Si passa dalla viola appassita a un frutto di bosco di gran precisione, attraverso preziosi richiami di liquirizia e accenti goudron. Perfetta la corrispondenza gusto olfattiva. Tannino perfettamente integrato e sorso piuttosto agile, ma tutt’altro che banale. Buono anche l’allungo, su una preziosa venatura salina che chiama il sorso successivo.

Cuvée 2017 “Sxrd” (13%): 85/100
Il Sagrantino figura in piccola misura nell’uvaggio di “sXRd”, modernissimo vino rosso ottenuto in prevalenza da Cabernet Franc, Merlot e Kékfrankos . Un “moderno”, anello di congiunzione tra lo stile tradizionale di Zoltán senior e consorte e quello nuovo di Zoltán Jr.

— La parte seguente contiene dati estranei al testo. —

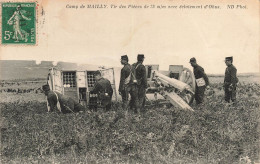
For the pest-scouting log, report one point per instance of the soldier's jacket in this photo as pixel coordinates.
(103, 86)
(199, 73)
(231, 75)
(140, 74)
(66, 103)
(125, 72)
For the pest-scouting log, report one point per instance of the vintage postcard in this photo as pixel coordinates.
(129, 81)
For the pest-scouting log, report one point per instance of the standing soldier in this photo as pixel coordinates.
(141, 80)
(126, 85)
(230, 80)
(60, 102)
(202, 81)
(104, 90)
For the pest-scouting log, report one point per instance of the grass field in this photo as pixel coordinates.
(215, 133)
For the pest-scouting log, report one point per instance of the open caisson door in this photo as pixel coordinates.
(110, 75)
(187, 77)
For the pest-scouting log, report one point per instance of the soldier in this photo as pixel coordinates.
(126, 85)
(61, 102)
(141, 81)
(104, 90)
(230, 80)
(202, 81)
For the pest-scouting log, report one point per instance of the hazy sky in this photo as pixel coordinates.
(165, 36)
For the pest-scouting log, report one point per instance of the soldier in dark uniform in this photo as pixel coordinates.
(202, 81)
(104, 90)
(230, 80)
(60, 102)
(126, 85)
(141, 81)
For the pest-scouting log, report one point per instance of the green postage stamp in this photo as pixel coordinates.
(18, 23)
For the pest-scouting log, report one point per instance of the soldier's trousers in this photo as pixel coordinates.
(106, 103)
(199, 94)
(141, 96)
(132, 90)
(230, 95)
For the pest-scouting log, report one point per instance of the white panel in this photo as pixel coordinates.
(81, 79)
(57, 80)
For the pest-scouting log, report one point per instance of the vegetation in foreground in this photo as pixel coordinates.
(214, 133)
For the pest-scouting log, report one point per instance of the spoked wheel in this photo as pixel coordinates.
(188, 77)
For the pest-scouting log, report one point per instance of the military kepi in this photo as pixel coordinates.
(46, 87)
(124, 57)
(230, 58)
(192, 60)
(140, 56)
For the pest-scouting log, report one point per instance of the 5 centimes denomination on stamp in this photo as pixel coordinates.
(18, 23)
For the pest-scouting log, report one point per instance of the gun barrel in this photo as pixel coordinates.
(173, 82)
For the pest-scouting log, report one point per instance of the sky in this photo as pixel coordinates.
(165, 36)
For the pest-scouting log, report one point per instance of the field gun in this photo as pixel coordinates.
(177, 85)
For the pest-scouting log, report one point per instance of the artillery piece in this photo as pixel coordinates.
(177, 85)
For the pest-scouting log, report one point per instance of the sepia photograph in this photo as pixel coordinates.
(130, 81)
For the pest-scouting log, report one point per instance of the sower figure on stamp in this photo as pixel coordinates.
(126, 85)
(104, 90)
(15, 20)
(141, 81)
(60, 102)
(202, 81)
(230, 80)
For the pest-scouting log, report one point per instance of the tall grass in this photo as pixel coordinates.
(214, 133)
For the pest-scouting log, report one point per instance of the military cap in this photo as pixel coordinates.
(124, 57)
(140, 56)
(96, 73)
(230, 58)
(46, 87)
(192, 59)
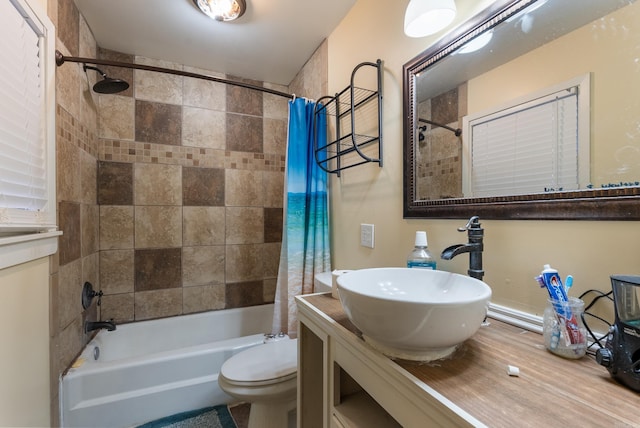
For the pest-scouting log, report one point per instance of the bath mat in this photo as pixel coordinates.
(209, 417)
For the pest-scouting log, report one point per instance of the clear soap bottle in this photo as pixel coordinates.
(420, 257)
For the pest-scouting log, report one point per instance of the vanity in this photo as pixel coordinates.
(359, 387)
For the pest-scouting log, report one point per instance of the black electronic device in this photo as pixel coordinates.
(621, 354)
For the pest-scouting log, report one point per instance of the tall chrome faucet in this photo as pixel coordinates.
(474, 247)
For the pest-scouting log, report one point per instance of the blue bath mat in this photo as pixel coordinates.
(209, 417)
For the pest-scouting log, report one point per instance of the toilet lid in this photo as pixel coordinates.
(267, 362)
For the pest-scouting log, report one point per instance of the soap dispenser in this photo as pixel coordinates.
(420, 257)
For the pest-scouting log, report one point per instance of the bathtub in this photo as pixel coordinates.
(150, 369)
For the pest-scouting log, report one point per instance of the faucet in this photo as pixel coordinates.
(474, 247)
(96, 325)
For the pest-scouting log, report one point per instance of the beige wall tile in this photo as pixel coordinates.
(203, 128)
(202, 265)
(274, 136)
(116, 271)
(90, 273)
(158, 303)
(204, 93)
(245, 225)
(88, 172)
(203, 226)
(244, 263)
(203, 298)
(70, 85)
(243, 188)
(158, 87)
(116, 227)
(116, 117)
(119, 307)
(89, 223)
(69, 293)
(269, 289)
(273, 189)
(157, 184)
(271, 260)
(158, 226)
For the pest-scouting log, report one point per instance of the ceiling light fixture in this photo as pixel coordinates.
(426, 17)
(222, 10)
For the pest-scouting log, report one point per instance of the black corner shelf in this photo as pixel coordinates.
(354, 124)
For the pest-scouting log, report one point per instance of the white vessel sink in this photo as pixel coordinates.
(414, 314)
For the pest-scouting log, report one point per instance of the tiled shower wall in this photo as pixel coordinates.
(439, 155)
(190, 191)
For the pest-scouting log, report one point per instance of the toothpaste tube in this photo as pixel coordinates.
(558, 294)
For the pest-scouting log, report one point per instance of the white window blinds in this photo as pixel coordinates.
(532, 147)
(25, 182)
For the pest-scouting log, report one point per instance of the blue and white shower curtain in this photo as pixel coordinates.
(305, 234)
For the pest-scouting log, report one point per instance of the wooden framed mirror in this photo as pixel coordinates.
(534, 45)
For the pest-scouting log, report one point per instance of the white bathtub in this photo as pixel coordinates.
(151, 369)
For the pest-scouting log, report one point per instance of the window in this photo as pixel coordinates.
(27, 133)
(536, 145)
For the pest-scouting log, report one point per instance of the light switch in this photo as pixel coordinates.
(366, 235)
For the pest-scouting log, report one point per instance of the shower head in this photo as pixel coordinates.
(107, 85)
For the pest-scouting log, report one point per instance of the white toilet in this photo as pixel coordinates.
(266, 377)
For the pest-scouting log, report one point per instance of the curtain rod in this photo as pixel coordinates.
(458, 131)
(61, 59)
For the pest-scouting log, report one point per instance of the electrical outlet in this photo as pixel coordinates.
(366, 235)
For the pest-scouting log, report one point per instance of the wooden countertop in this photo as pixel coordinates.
(550, 391)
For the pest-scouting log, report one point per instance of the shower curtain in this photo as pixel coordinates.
(305, 233)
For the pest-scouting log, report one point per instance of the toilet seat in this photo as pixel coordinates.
(261, 365)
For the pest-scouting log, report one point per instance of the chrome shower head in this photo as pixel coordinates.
(107, 85)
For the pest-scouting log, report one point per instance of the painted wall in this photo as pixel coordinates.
(610, 57)
(24, 354)
(515, 251)
(24, 317)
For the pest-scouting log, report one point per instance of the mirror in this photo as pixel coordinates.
(534, 45)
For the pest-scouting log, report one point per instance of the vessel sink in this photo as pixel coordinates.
(414, 314)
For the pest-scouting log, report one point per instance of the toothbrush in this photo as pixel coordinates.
(568, 282)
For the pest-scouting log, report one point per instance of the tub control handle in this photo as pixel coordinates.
(88, 293)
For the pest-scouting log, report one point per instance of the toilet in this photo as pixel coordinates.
(265, 376)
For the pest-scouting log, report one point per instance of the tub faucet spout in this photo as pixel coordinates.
(96, 325)
(474, 247)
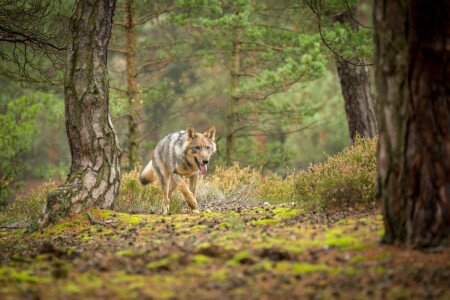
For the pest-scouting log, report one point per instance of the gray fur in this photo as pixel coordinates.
(177, 156)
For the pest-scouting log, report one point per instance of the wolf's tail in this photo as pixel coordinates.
(148, 175)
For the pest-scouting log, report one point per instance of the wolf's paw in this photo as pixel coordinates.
(165, 210)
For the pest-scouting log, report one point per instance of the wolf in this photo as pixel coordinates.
(180, 155)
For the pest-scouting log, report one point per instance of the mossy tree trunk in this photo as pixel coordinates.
(412, 75)
(132, 87)
(355, 87)
(233, 97)
(94, 176)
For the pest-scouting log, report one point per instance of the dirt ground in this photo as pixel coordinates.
(264, 252)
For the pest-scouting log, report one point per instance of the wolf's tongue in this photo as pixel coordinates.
(203, 168)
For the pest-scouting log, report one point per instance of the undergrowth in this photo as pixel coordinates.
(343, 180)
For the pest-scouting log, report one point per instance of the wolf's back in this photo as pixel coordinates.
(148, 174)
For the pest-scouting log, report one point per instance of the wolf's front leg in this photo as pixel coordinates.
(193, 183)
(188, 195)
(166, 194)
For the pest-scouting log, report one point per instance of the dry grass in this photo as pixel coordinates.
(346, 179)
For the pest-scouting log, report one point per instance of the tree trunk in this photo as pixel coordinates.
(412, 75)
(94, 176)
(233, 98)
(132, 88)
(355, 87)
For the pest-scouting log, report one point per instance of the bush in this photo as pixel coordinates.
(275, 189)
(17, 128)
(346, 179)
(137, 198)
(27, 209)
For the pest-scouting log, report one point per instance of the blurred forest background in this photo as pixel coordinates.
(264, 72)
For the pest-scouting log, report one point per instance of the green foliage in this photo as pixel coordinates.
(18, 125)
(136, 198)
(26, 209)
(346, 179)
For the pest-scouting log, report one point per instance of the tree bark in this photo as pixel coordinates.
(132, 88)
(412, 74)
(94, 177)
(355, 88)
(233, 98)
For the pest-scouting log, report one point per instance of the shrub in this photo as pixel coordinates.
(27, 209)
(348, 178)
(275, 189)
(17, 128)
(228, 179)
(137, 198)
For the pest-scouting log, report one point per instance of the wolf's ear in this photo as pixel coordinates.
(211, 133)
(190, 131)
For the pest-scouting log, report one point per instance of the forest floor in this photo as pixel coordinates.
(242, 253)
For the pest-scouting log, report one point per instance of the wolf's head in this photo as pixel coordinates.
(201, 146)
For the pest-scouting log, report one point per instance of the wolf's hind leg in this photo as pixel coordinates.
(166, 194)
(188, 195)
(193, 183)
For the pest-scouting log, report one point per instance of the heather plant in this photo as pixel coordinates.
(137, 198)
(26, 209)
(345, 179)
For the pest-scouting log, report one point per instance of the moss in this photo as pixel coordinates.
(86, 238)
(285, 213)
(336, 238)
(357, 259)
(263, 265)
(201, 259)
(264, 222)
(220, 275)
(303, 268)
(9, 274)
(127, 252)
(164, 263)
(240, 257)
(71, 288)
(197, 228)
(346, 222)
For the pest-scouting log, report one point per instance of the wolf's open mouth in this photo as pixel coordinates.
(202, 167)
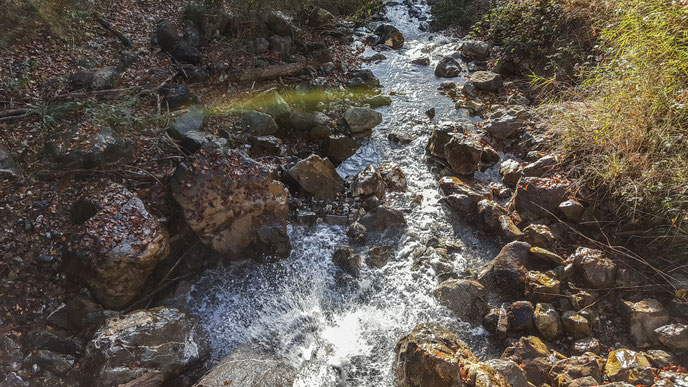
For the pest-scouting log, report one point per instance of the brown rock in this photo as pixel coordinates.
(317, 177)
(232, 203)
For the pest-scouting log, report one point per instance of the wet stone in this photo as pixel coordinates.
(379, 256)
(547, 321)
(346, 259)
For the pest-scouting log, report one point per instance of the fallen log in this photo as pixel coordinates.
(270, 72)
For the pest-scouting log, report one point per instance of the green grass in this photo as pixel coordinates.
(628, 139)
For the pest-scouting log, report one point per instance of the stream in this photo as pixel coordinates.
(343, 333)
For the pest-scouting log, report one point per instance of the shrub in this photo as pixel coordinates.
(628, 139)
(554, 35)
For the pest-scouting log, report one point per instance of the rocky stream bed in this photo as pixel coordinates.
(419, 238)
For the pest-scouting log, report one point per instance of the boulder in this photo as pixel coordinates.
(320, 17)
(547, 321)
(466, 298)
(572, 210)
(483, 375)
(390, 36)
(540, 287)
(463, 154)
(520, 316)
(362, 119)
(597, 272)
(510, 370)
(357, 232)
(447, 68)
(511, 266)
(232, 203)
(338, 148)
(536, 197)
(393, 177)
(624, 365)
(494, 218)
(346, 259)
(117, 245)
(565, 371)
(674, 336)
(383, 218)
(8, 167)
(588, 344)
(487, 80)
(540, 167)
(186, 53)
(317, 177)
(164, 339)
(534, 357)
(538, 235)
(249, 366)
(174, 96)
(362, 79)
(379, 256)
(575, 325)
(502, 125)
(259, 124)
(87, 145)
(476, 49)
(368, 182)
(280, 24)
(431, 356)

Siamo di fronte al classico rosso “da frigo”, di quelli da bere anche d’estate. A canna. È in questa dimensione che dà il meglio di sé, anche a tavola. Un vino che fa facilità di beva uno stile, a prescindere dal vitigno e dalla zona di produzione.

Etichette come questa, capaci come poche di incontrare il gusto dei Millennials internazionali e di introdurli piacevolmente al complesso mondo del vino, meriterebbero una “categoria” a sé, a livello internazionale.